The good thing, then: there is no “progression”. Dr. Jalil summed it up: “We want to see the least number of bad cells.” That, he suggested, was the definition of healthy marrow. Even if it’s only at a 20% level.

More CMML links

These are studies and summaries of studies from some official sources, describing the disease in more detail, and also giving some sort of overview of the treatment.

Treatment Overview for Myelodysplastic/ Myeloproliferative Neoplasms (among which CMML is the primary disease in the category). Scroll down:

In a recent review of 50 allogeneic transplantations for CMML (i.e., median age 44, age range 19–61 years) from related (n = 43) or unrelated (n = 7) donors, the 5-year-estimated overall survival was 21%. The 5-year estimated probability of relapse was 49%. The data showed a trend for a lower relapse probability of acute graft versus host disease grade II through grade IV and for a higher relapse rate in patients with T cell-depleted grafts, suggesting a graft-versus-CMML effect. This latter series represents the largest cohort of patients with adult CMML and allogeneic stem cell transplantation to date.

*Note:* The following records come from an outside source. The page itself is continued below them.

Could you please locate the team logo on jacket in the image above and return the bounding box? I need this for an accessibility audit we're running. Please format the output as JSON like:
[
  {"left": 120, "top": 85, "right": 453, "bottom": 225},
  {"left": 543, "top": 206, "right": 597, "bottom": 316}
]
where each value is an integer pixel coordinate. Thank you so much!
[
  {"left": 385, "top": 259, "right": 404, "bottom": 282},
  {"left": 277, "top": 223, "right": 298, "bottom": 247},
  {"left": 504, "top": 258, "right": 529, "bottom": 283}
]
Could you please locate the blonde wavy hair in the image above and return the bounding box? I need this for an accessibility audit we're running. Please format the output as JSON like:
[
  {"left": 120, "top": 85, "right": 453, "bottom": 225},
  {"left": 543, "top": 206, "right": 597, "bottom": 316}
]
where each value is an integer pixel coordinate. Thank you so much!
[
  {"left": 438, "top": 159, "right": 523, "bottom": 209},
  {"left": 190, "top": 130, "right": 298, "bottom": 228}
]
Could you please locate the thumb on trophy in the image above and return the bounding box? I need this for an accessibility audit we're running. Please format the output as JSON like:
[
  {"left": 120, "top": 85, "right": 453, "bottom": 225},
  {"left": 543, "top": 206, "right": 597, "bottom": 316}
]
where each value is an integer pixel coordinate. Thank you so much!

Risk assessment in chronic myelomonocytic leukemia (CMML):

The clinical course of chronic myelomonocytic leukemia (CMML) is extremely variable, and disease progression can occur at any time from diagnosis. Median survival is about 20 months. About 20% of patients develop acute myeloid leukaemia (AML). Multivariate analyses performed by several groups showed that elevated medullary blast count, low haemoglobin, elevated serum lactate dehydrogenase (LDH), and perhaps an increased lymphocyte count, are the most important independent prognostic parameters

Outcomes in lower-risk MDS and CMML

CMML is an uncommon clonal disorder of the bone marrow that has been classified as a myelodysplastic/myeloproliferative (MDS/MPS) according to WHO classification given its heterogeneous clinical, hematological and morphologic features.2 The median survival in CMML is 18 to 20 months from diagnosis. Subset analysis on patients diagnosed with CMML from existing decitabine [similar to Vidaza] trials has offered invaluable insight on the management of a disease that is difficult to treat as there are few studies to date that study CMML alone. The experience with decitabine in CMML was demonstrated in three open-label and single-arm multicenter Phase II studies and a multicenter Phase III study retrospectively reviewed by Wijermans et al. Overall, results from those 4 studies demonstrated an ORR of 26% (10% CR + 16% PR), a HI of 19%, a median of 15-month survival from initial decitabine treatment (95% CI, 8 to 22 months), and a 2-year survival of 25%. In the trial conducted by Aribi et al to evaluate the activity of decitabine in patients diagnosed with CMML, 19 patients with CMML were given 1 of 3 schedules of decitabine with total dose per course of 100 mg/m2.34 The study design dictated repeated courses every 4 weeks for a minimum of 3 courses without dose escalations. Results demonstrated an ORR of 68%, a CR of 58%, a HI of 11%, and a 2-year survival rate of 48%. Patients were exposed to a median of 9 courses of decitabine. Larger randomized trials featuring patients with CMML are needed to further establish the potential of decitabine for this difficult to treat disease.

ORR = overall response rate
CR = complete remission
PR = partial remission
HI = hematological improvement

This article seems to represent the response rates from treatment of “lower risk” patients, maybe older patients, who won’t receive a transplant.